In a moment of history in the 18th century Mohammed Ibn Saud, the emir (chief) of an agricultural settlement met Mohammed Abd al-Wahab, an Islamic reformer, in Central Arabia. Wahab, whose puritanical ideas had invited antagonism from other leaders of Islam, wanted protection. Ibn Saud, an ambitious desert warrior, found in Wahabism a way to legitimise his plans to conquer and expand. Wahab was intolerant enough to condemn as heretics all Muslims who did not follow him. But even he found Ibn Saud's ideas extremist, for the warrior chief believed in military conquests of the merciless kind, killing prisoners of war and slaughtering all civilians including women and children.

This legacy was the guiding influence behind Abdul Aziz Ibn Saud, the king who established Saudi Arabia formally in 1932 and was bewildered when unimaginable wealth started pouring into his pockets following the discovery of oil. He followed Wahabism with conviction and used as his chief instrument of domination the dreaded bedouin army called Ikhwan (Brotherhood). Thoroughly brainwashed before they were enrolled in the National Guard, Ikhwan fighters were known for the masks they wore and for their special techniques of ruthlessness such as slitting the throats of male captives. Now we know the historical background to those savage scenes of hooded IS men beheading kneeling victims.
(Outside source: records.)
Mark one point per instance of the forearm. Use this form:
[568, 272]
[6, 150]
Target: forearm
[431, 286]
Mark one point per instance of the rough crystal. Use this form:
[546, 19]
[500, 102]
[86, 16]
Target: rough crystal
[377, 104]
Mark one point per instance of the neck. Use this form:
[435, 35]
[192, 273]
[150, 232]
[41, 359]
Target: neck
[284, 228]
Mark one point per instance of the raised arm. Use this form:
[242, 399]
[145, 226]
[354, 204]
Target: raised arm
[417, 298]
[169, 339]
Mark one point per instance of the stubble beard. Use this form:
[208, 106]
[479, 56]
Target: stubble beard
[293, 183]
Why did its Western allies not stop Saudi Arabia's Wahabi evangelism in its early days? Lavishly funded programmes turned tolerant and easy-going Muslim societies such as Malaysia and Indonesia into assertively religious entities. Even in India funds flowed in freely and burqa-wearing became an identity-flaunting practice that proclaimed a new attitude of defiance. Everyone know that it was Saudi money and Wahabi radicalism that caused this ominous transformation, but the mighty West and liberal leaders of Asia's liberal countries adopted an attitude of denial vis a vis Saudi Arabia.
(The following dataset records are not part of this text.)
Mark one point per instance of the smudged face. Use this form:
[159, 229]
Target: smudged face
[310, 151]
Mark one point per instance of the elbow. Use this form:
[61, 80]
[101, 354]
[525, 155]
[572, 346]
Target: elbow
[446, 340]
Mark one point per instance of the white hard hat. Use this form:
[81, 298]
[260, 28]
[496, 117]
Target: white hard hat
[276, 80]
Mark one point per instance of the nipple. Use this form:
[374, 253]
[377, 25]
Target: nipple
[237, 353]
And then came George Bush and his evil genius Dick Cheney. The way they destroyed Iraq violated all norms of civilisation. They didn't slit throats. They did worse. Remember the gut-wrenching prisoner abuse pictures from Bhagdad's Abu Ghraib jail -- US-UK soldiers standing on the naked bodies of Arab prisoners, urinating on them, dragging them with chains round their necks and taunting them with dogs? This didn't subjugate Iraqis. It infuriated them. It infuriated Muslims en masse. ISIS was the direct consequence of the Bush-Cheney war crimes in Iraq. That's why it has grown beyond a political or military phenomenon. It is now a philosophy, a culture.
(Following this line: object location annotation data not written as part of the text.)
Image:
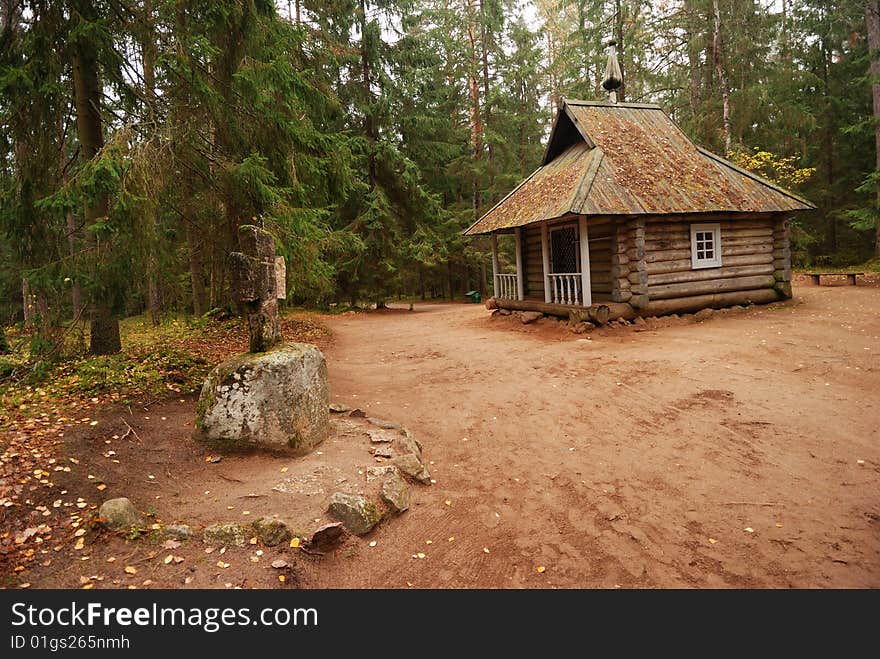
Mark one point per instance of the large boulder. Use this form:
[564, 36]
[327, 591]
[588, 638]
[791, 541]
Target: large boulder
[395, 493]
[277, 400]
[226, 534]
[358, 514]
[271, 532]
[412, 466]
[120, 515]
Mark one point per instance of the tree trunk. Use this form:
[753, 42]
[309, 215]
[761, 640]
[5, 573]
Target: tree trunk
[693, 49]
[476, 115]
[872, 21]
[484, 43]
[718, 58]
[87, 101]
[27, 303]
[618, 31]
[76, 289]
[4, 344]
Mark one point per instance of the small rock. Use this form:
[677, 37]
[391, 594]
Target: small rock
[385, 425]
[383, 451]
[229, 533]
[380, 436]
[376, 473]
[326, 538]
[178, 531]
[120, 515]
[411, 466]
[395, 493]
[271, 532]
[358, 514]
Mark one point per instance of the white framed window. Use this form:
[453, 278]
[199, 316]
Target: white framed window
[705, 246]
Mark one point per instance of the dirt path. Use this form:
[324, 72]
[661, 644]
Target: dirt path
[725, 453]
It cannot be suppressed by French and Russian air forces or by American drones which can at best deal with the symptoms, not the causes. Failure to address the root problems will only provide another reminder of how civilisations fall. Referring to the Goths' sack of Rome in 410, Edward Gibbon wrote in his Decline and Fall of the Roman Empire: "In the hour of savage licence, when every passion was inflamed and every restraint was removed, a cruel slaughter was made of the Romans.... Whenever the Barbarians were provoked by the opposition, they extended the promiscuous massacre to the feeble, the innocent and the helpless".

A more scary warning has been sounded by a member of the Dutch Parliament. Speaking in New York recently, he cited facts and figures to argue that Muslim ghettos controlled by religious fanatics have multiplied in European cities and that "we might be in the final stages of the Islamisation of Europe".

Like America's Iraq war, the present Western offensive against ISIS in Syria may well be creating a religious divide, driving more Muslim youths into jihadi terrorism. Religious television in Arab countries influence minds more powerfully than Russian missiles can influence events. The question arises whether ISIS is in a win-win situation. But the more important question is whether those opposing it are in a lose-lose situation and if so, why.